Connecting the dots between mean-spirited political banter and Loughner may or may not be accurate. We have no idea if he has ever tuned into political talk shows (liberal, conservative, or anything in between), Fox News, MSNBC, or even the nightly news. Clearly he is mentally in another galaxy; analyzing whether the media subconsciously inspired him to go through with this doesn’t make a whole lot of sense.
The bottom line is that it shouldn’t take a tragedy for politicians, the media, and a lot of citizens to stop and think about how they express their disdain for government and its policies. Much in the same way it shouldn’t have taken the events of 9/11 for us to come together as a nation, put aside differences, and be more pleasant to each other in general. That wore off eventually, and I’m afraid any lesson about nasty rhetoric will fade as well.
Another discussion that started gaining traction about 24 hours after the killing is how this 22-year-old man with mental problems and a criminal record was able to purchase a gun. Arizona has some of the most lenient gun laws in the U.S. and Loughner took full advantage. It is scary to think someone with such a loose grip on reality was given the opportunity to have a tight grip on the trigger of a Glock-19. While individual states can and have made their gun laws stricter, the Second Amendment keeps events like Saturday in play.

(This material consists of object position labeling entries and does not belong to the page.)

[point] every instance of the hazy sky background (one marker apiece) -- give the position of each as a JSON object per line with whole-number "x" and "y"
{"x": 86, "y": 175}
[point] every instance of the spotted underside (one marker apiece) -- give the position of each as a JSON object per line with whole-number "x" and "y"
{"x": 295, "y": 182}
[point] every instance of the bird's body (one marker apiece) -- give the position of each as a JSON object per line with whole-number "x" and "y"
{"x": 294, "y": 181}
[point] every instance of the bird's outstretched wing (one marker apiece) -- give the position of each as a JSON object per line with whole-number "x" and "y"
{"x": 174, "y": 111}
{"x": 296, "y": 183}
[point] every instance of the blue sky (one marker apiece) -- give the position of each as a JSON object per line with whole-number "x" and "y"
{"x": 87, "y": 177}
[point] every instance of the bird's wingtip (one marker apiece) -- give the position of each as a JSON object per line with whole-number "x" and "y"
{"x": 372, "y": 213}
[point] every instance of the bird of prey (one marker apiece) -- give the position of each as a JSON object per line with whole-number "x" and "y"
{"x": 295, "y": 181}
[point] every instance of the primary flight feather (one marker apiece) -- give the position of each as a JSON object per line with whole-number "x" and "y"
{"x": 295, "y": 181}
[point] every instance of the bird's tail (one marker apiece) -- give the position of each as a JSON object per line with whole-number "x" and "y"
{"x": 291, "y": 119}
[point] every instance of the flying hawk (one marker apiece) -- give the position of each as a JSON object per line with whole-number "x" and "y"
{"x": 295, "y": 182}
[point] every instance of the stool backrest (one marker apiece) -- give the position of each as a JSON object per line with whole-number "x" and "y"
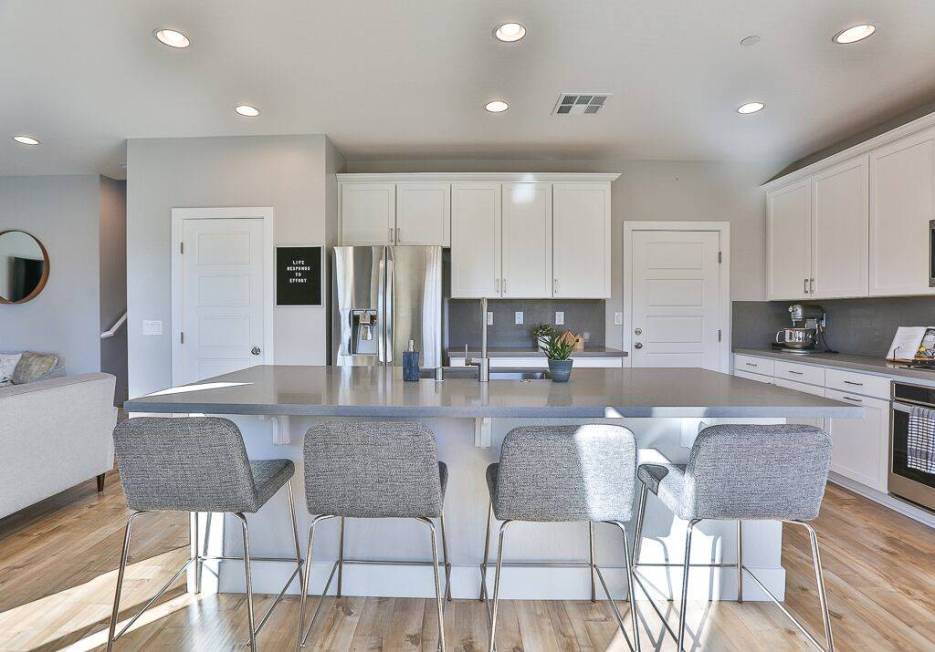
{"x": 566, "y": 473}
{"x": 186, "y": 464}
{"x": 372, "y": 469}
{"x": 773, "y": 472}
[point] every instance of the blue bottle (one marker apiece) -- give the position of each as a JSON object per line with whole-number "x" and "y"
{"x": 411, "y": 370}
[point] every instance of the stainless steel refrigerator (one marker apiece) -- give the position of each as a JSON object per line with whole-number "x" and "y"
{"x": 384, "y": 297}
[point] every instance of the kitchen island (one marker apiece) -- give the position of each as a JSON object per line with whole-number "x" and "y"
{"x": 274, "y": 406}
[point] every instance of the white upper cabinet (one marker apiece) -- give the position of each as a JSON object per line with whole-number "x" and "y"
{"x": 902, "y": 201}
{"x": 475, "y": 240}
{"x": 423, "y": 214}
{"x": 368, "y": 213}
{"x": 527, "y": 240}
{"x": 789, "y": 256}
{"x": 581, "y": 240}
{"x": 840, "y": 209}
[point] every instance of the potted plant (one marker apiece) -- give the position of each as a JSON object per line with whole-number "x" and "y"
{"x": 541, "y": 334}
{"x": 558, "y": 352}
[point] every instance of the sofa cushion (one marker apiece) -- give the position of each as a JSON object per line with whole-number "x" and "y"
{"x": 8, "y": 362}
{"x": 33, "y": 367}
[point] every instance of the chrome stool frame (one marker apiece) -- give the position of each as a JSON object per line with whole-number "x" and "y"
{"x": 595, "y": 570}
{"x": 199, "y": 558}
{"x": 338, "y": 567}
{"x": 686, "y": 565}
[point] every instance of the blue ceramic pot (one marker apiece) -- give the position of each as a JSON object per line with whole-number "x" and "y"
{"x": 560, "y": 370}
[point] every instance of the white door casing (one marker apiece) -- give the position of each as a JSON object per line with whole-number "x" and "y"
{"x": 676, "y": 288}
{"x": 222, "y": 291}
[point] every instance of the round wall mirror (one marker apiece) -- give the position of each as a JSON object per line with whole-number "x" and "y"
{"x": 24, "y": 267}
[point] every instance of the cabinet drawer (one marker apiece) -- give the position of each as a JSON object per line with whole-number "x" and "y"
{"x": 757, "y": 377}
{"x": 799, "y": 387}
{"x": 854, "y": 383}
{"x": 800, "y": 373}
{"x": 753, "y": 365}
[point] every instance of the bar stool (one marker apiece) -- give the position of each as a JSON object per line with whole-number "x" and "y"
{"x": 563, "y": 473}
{"x": 743, "y": 472}
{"x": 373, "y": 469}
{"x": 197, "y": 465}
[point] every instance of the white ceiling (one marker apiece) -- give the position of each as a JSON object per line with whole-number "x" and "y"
{"x": 393, "y": 79}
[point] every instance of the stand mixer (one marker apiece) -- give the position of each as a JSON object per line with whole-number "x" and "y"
{"x": 807, "y": 333}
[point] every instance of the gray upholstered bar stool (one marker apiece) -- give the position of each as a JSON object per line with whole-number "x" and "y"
{"x": 197, "y": 465}
{"x": 744, "y": 472}
{"x": 561, "y": 474}
{"x": 373, "y": 469}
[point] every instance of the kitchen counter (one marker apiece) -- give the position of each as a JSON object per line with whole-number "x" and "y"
{"x": 592, "y": 393}
{"x": 863, "y": 363}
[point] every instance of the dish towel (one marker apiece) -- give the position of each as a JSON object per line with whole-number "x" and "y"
{"x": 921, "y": 440}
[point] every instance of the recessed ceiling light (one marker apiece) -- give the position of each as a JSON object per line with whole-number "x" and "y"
{"x": 247, "y": 111}
{"x": 509, "y": 32}
{"x": 172, "y": 38}
{"x": 854, "y": 34}
{"x": 750, "y": 107}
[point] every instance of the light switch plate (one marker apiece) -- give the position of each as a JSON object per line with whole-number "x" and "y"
{"x": 152, "y": 327}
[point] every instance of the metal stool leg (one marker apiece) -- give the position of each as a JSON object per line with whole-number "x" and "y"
{"x": 249, "y": 580}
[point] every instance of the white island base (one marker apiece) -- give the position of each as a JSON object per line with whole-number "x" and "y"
{"x": 467, "y": 446}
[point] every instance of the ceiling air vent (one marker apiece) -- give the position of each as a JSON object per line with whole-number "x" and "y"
{"x": 578, "y": 103}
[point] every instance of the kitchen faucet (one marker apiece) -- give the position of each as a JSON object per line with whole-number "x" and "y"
{"x": 482, "y": 363}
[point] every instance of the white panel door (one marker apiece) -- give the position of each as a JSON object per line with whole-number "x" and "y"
{"x": 423, "y": 214}
{"x": 676, "y": 299}
{"x": 789, "y": 258}
{"x": 840, "y": 226}
{"x": 902, "y": 201}
{"x": 368, "y": 213}
{"x": 581, "y": 240}
{"x": 222, "y": 306}
{"x": 475, "y": 240}
{"x": 527, "y": 241}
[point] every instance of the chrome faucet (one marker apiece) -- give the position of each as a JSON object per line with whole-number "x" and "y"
{"x": 482, "y": 363}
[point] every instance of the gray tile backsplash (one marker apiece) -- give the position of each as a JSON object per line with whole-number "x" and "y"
{"x": 855, "y": 326}
{"x": 464, "y": 320}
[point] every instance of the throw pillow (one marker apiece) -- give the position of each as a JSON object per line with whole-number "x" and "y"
{"x": 8, "y": 362}
{"x": 34, "y": 367}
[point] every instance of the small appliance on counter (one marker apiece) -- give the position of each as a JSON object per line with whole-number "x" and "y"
{"x": 807, "y": 333}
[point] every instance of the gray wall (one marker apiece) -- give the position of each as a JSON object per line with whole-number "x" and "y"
{"x": 63, "y": 212}
{"x": 653, "y": 190}
{"x": 114, "y": 280}
{"x": 289, "y": 173}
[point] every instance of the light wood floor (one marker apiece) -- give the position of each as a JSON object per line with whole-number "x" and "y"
{"x": 58, "y": 561}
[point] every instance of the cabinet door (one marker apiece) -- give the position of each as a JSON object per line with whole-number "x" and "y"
{"x": 860, "y": 447}
{"x": 368, "y": 213}
{"x": 902, "y": 201}
{"x": 840, "y": 224}
{"x": 423, "y": 214}
{"x": 527, "y": 240}
{"x": 789, "y": 217}
{"x": 581, "y": 240}
{"x": 475, "y": 240}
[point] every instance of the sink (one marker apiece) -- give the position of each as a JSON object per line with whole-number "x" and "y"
{"x": 495, "y": 374}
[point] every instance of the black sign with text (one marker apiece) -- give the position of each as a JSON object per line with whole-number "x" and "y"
{"x": 298, "y": 276}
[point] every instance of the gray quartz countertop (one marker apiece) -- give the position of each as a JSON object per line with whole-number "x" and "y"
{"x": 592, "y": 393}
{"x": 530, "y": 352}
{"x": 862, "y": 363}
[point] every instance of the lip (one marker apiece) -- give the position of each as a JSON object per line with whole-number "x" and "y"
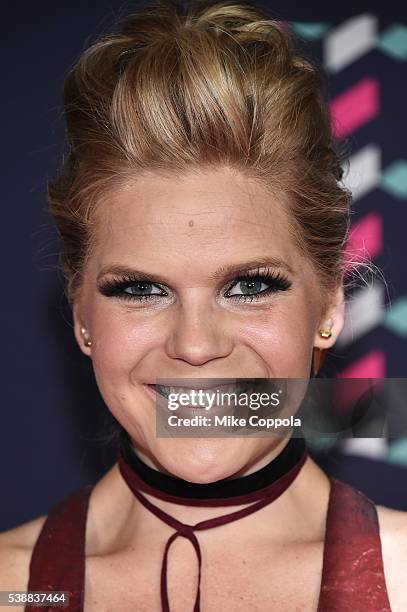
{"x": 201, "y": 384}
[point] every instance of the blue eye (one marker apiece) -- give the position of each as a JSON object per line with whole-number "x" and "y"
{"x": 253, "y": 286}
{"x": 131, "y": 289}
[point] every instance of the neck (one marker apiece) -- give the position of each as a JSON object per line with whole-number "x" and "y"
{"x": 121, "y": 524}
{"x": 263, "y": 481}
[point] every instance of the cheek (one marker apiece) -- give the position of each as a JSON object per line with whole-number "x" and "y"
{"x": 281, "y": 342}
{"x": 120, "y": 342}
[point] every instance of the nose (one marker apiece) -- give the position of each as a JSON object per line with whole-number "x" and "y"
{"x": 198, "y": 334}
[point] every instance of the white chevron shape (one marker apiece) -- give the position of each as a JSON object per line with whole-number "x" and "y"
{"x": 363, "y": 173}
{"x": 364, "y": 311}
{"x": 373, "y": 448}
{"x": 349, "y": 41}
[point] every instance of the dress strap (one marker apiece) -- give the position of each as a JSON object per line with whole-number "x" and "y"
{"x": 352, "y": 575}
{"x": 58, "y": 558}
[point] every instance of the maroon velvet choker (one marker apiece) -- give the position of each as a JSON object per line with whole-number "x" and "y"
{"x": 273, "y": 480}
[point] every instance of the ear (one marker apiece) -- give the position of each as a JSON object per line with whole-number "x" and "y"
{"x": 81, "y": 330}
{"x": 332, "y": 320}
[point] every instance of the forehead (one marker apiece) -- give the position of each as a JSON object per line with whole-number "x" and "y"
{"x": 209, "y": 217}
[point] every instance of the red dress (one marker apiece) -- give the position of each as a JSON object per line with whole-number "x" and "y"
{"x": 352, "y": 576}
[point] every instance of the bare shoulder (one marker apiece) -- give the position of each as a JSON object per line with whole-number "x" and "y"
{"x": 16, "y": 546}
{"x": 393, "y": 535}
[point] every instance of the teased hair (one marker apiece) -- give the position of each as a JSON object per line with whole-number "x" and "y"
{"x": 182, "y": 88}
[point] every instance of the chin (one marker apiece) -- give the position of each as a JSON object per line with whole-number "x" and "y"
{"x": 203, "y": 460}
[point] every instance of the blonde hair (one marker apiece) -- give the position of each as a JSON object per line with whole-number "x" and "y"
{"x": 205, "y": 85}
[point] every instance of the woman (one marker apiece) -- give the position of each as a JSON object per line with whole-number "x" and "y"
{"x": 203, "y": 223}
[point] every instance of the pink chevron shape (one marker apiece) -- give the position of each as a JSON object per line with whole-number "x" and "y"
{"x": 372, "y": 365}
{"x": 365, "y": 240}
{"x": 355, "y": 107}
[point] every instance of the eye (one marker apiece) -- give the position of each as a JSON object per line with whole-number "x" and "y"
{"x": 257, "y": 286}
{"x": 142, "y": 288}
{"x": 131, "y": 289}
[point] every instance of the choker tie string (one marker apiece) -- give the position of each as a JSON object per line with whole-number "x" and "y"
{"x": 128, "y": 462}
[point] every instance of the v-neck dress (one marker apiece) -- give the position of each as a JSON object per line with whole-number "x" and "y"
{"x": 352, "y": 576}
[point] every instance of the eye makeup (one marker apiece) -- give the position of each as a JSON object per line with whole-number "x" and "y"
{"x": 134, "y": 288}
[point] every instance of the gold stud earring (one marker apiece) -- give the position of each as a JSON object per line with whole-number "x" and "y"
{"x": 325, "y": 333}
{"x": 87, "y": 341}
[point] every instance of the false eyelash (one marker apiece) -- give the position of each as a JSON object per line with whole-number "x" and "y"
{"x": 115, "y": 288}
{"x": 278, "y": 282}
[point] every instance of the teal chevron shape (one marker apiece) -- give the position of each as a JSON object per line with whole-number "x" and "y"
{"x": 397, "y": 452}
{"x": 394, "y": 179}
{"x": 321, "y": 443}
{"x": 395, "y": 317}
{"x": 309, "y": 30}
{"x": 393, "y": 41}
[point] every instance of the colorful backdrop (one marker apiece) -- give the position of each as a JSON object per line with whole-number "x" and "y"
{"x": 56, "y": 429}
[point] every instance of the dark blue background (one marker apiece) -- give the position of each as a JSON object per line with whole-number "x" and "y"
{"x": 55, "y": 426}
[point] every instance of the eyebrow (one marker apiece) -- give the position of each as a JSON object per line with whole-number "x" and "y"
{"x": 223, "y": 272}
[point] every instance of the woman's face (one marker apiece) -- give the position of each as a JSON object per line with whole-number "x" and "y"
{"x": 189, "y": 240}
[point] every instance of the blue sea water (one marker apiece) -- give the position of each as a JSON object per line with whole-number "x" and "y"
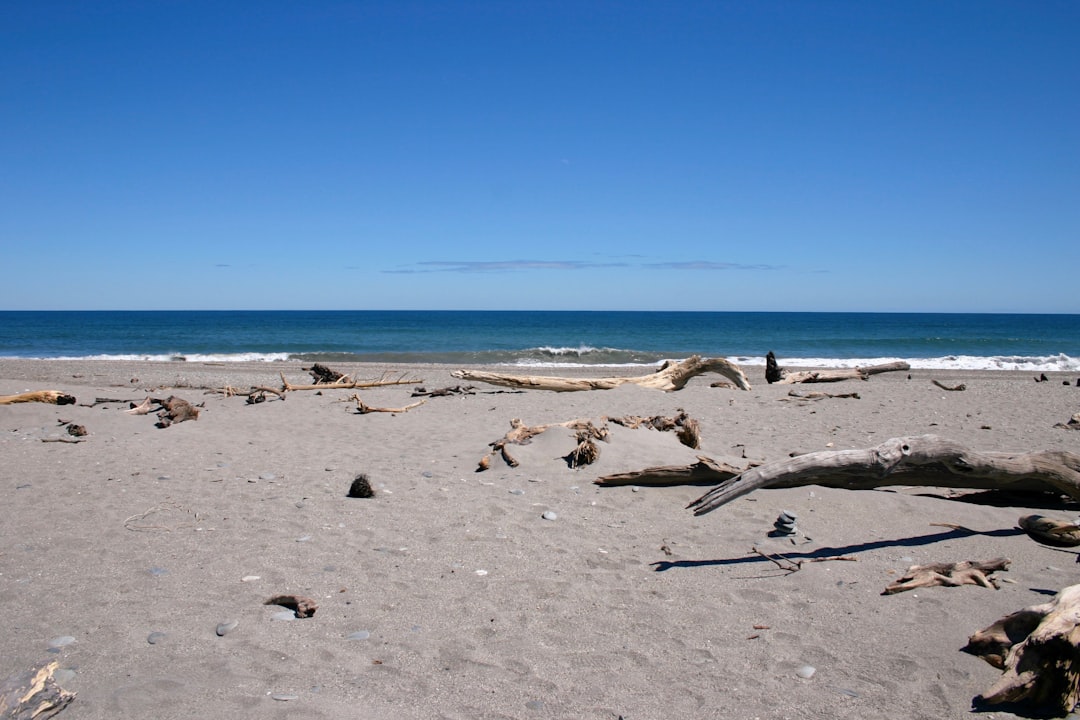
{"x": 553, "y": 339}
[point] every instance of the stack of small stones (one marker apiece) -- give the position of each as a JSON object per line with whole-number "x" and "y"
{"x": 784, "y": 527}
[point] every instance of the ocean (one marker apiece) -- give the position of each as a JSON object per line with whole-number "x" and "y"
{"x": 549, "y": 338}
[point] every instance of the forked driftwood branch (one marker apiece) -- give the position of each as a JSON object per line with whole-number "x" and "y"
{"x": 922, "y": 460}
{"x": 670, "y": 377}
{"x": 1039, "y": 650}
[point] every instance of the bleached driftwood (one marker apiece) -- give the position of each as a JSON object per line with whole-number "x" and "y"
{"x": 949, "y": 574}
{"x": 1039, "y": 650}
{"x": 705, "y": 471}
{"x": 51, "y": 396}
{"x": 841, "y": 374}
{"x": 922, "y": 460}
{"x": 349, "y": 384}
{"x": 670, "y": 377}
{"x": 32, "y": 694}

The fact that Loughner was never apparently treated for his mental issues has come into question. Because Loughner was never declared mentally unfit by a court or committed to an mental institution he was able to legally obtain this weapon. Loughner clearly exhibited antisocial behavior in his classes as Pima County Community College, which eventually led to his dismissal from the school. But at that point it was up to him and his parents to get him the help he so desperately needed.
How do we draw that line of how nuts someone needs to be before that person is ordered to be tested for mental fitness? I have been in classes from elementary school through college with kids who were detached; talked to themselves or to inanimate object; made inappropriate comments or gestures in the classroom; or did things to harm themselves or others. I do not recall any of them being removed from school, and I know for sure that none of them ever murdered anybody.
The point is that as much as people can try to think of ways that Loughner could have been stopped before doing this, other than not letting him get his hands on a gun and all of the ammunition there is not a whole lot that could have been done. The worst crimes he had committed prior to Saturday were drug-related. The violent, crazed Jared Loughner existed in a vacuum…until Saturday anyway.
Perhaps after this the natural reaction will be that future political events, big or small, will be met with a larger degree of trepidation, by both politicians and citizens. And while that is certainly understandable, this act of violence was random. Not random in the sense that Loughner didn’t have a plan, but random in that it was a small gathering in Tucson, Arizona where a psychopath lived and stalked the local congresswoman. He could have lived in New York, Texas, or Hawaii and the same thing very well could have occurred. There is no way to know.
No one heading to this event was fearful as they made their way to that strip mall on Saturday morning. Just like none of the Virginia Tech students had any sense of fear when their day started on April 16, 2007. Just like the people at the American Civic Association in Binghamton, NY didn’t think they had anything to worry about on April 3, 2009.
The victims of these tragedies certainly fall into the “wrong place, wrong time” category. We can’t live our lives trying to guess which places and times are safe. The relative rarity of mass murders means we really shouldn’t change our day-to-day behaviors or events we choose to attend.
As much of an impact as this story has, things probably won’t change much in the long run. Politicians will still sling mud at each other, talk show hosts will still say off-the-wall things, guns will still be accessible to various degrees, and the most frightening thing is that there may be other Jared Loughners out there.
All we can do is think for ourselves, love our friends and family, and live our lives the way we plan to live them.